Why this podium selfie with North and South Korean athletes at the Olympics is so striking
South Korea won bronze and North Korea bagged silver in the mixed doubles, and South Korea’s Lim Jong-hoon celebrated the occasion by whipping out a phone for a picture.
Occasionally, the two Koreas have formed unified teams for international sporting competitions. The 2018 Olympics in PyeongChang featured both countries marching as one in the opening ceremony and playing as one unified team in the women’s ice hockey competition.
But despite overtures of a unified team for the Tokyo 2020 Games, things fell apart and sporting relations froze once again.
In recent weeks, tensions in the Korean Peninsula have flared up over thousands of garbage-laden balloons Pyongyang sent to South Korea, some of which have reached the grounds of the presidential compound in Seoul.
North and South Korea are still technically at war. The Korean War ended in 1953 with an armistice, and no peace treaty has ever been signed.
These Olympics have already seen some drama involving an embarrassing mix-up between the two nations.
Olympics organizers have “deeply apologized” to South Korea over a “human error” that saw its 143 athletes wrongly introduced as North Korean at the opening ceremony.
The mishap occurred last Friday, when the South Korean athletes made their debut on a boat cruising down the River Seine. Both the French and English announcements falsely identified them as being from the “People’s Democratic Republic of Korea.”

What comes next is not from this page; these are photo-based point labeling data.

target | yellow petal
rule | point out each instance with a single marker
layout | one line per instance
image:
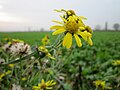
(78, 40)
(90, 41)
(67, 42)
(58, 31)
(56, 27)
(57, 22)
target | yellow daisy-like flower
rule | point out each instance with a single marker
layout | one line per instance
(45, 40)
(44, 85)
(72, 25)
(116, 62)
(44, 52)
(99, 83)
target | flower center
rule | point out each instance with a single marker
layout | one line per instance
(72, 26)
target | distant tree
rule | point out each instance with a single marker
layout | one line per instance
(116, 26)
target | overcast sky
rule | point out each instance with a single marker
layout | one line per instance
(36, 14)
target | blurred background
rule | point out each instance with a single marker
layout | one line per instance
(37, 15)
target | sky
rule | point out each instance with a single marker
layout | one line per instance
(20, 15)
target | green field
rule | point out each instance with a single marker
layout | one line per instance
(73, 69)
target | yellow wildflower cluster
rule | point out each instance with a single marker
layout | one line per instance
(44, 85)
(45, 40)
(72, 25)
(116, 62)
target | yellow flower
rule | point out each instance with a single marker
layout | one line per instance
(45, 40)
(116, 62)
(99, 83)
(72, 25)
(44, 85)
(44, 52)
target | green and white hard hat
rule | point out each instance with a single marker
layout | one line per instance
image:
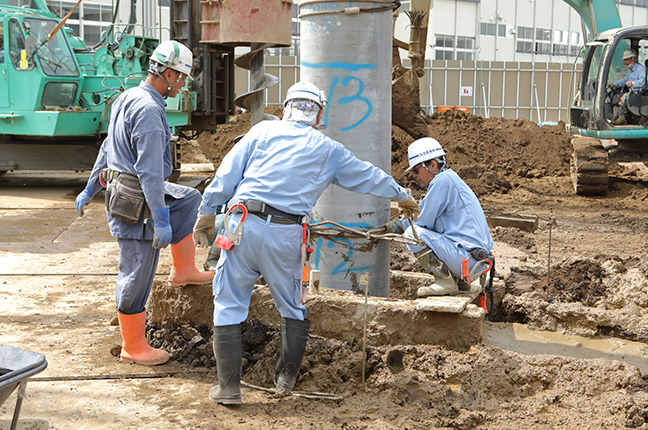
(173, 55)
(423, 149)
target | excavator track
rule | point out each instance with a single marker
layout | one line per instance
(589, 166)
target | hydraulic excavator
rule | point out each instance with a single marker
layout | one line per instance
(590, 114)
(56, 91)
(406, 93)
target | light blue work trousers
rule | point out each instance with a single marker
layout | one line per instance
(138, 259)
(268, 249)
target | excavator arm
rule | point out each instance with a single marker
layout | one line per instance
(406, 99)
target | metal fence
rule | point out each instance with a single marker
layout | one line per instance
(538, 92)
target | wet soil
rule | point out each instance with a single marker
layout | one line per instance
(583, 271)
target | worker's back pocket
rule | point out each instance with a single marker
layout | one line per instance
(125, 203)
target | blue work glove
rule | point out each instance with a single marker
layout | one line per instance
(83, 199)
(394, 226)
(408, 208)
(161, 228)
(214, 252)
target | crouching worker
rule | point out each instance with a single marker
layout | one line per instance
(451, 223)
(275, 174)
(144, 212)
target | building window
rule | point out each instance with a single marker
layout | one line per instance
(547, 42)
(490, 29)
(447, 45)
(444, 47)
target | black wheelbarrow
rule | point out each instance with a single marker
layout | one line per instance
(16, 365)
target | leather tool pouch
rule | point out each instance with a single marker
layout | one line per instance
(125, 199)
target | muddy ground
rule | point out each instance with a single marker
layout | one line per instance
(580, 279)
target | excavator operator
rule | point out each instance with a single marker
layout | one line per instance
(275, 174)
(146, 213)
(634, 80)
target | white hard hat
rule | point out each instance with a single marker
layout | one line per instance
(306, 91)
(174, 55)
(422, 150)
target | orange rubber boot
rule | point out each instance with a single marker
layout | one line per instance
(135, 349)
(183, 270)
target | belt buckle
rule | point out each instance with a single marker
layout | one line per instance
(255, 206)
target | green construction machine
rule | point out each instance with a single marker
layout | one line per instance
(56, 93)
(591, 114)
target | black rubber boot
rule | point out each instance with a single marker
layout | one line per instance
(446, 284)
(229, 355)
(294, 335)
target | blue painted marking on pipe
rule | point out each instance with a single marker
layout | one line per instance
(317, 252)
(357, 96)
(337, 65)
(349, 99)
(347, 243)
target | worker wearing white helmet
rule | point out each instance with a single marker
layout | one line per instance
(277, 171)
(451, 223)
(145, 213)
(634, 79)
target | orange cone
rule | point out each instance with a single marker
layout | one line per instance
(135, 349)
(183, 270)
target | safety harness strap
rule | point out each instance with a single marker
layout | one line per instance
(263, 210)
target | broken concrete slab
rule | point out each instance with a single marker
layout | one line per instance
(453, 322)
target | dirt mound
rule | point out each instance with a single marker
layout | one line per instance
(488, 153)
(426, 386)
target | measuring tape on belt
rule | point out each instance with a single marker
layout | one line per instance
(306, 252)
(232, 238)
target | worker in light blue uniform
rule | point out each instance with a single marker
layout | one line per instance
(134, 161)
(451, 223)
(277, 171)
(634, 79)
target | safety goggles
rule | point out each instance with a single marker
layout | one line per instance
(416, 168)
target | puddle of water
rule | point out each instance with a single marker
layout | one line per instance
(32, 225)
(518, 338)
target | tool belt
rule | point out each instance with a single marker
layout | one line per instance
(263, 210)
(125, 199)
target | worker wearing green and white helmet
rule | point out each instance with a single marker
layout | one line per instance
(171, 62)
(277, 171)
(634, 79)
(451, 224)
(146, 213)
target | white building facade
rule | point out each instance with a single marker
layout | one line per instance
(547, 31)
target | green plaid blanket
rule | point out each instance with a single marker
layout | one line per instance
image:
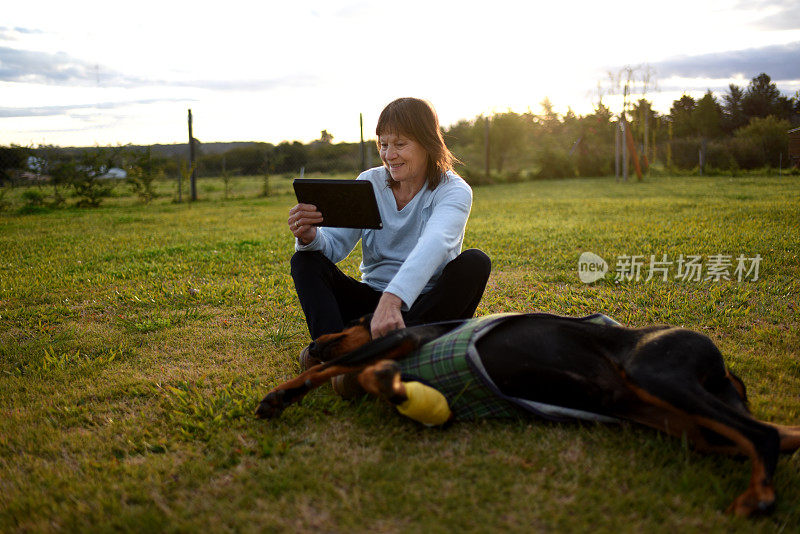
(451, 365)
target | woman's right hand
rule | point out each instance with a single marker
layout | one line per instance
(301, 219)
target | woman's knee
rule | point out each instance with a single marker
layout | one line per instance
(476, 262)
(306, 262)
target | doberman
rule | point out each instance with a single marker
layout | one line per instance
(671, 379)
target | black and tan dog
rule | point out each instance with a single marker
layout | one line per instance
(671, 379)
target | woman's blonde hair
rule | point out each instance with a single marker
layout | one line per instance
(416, 118)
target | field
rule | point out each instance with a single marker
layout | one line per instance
(136, 341)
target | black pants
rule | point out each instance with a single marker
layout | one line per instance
(330, 299)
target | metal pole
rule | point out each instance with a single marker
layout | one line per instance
(191, 159)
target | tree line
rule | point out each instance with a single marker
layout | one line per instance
(745, 129)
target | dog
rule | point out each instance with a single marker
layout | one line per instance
(668, 378)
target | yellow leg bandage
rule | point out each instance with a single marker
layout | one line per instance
(425, 404)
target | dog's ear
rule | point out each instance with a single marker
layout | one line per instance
(332, 346)
(363, 321)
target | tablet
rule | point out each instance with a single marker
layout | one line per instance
(343, 203)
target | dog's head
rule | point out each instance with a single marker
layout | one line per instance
(331, 346)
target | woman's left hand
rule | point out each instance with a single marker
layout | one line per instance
(387, 316)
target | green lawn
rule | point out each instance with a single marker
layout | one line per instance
(136, 341)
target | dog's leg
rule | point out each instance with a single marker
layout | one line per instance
(747, 436)
(294, 390)
(392, 346)
(415, 400)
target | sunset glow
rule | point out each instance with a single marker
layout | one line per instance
(86, 73)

That’s the incorrect full name of North Korea, which is officially known as the Democratic People’s Republic of Korea. The official name of South Korea is the Republic of Korea.
The 2022 Winter Olympics, if they allow for a unified team, could potentially see both Koreas competing together in various sports, especially in the arena of shared passions like sport. Despite the ongoing tensions and the mix-up during the recent Olympics, the spirit of sportsmanship and unity in competition has always been a glimmer of hope in Korea's complex political landscape.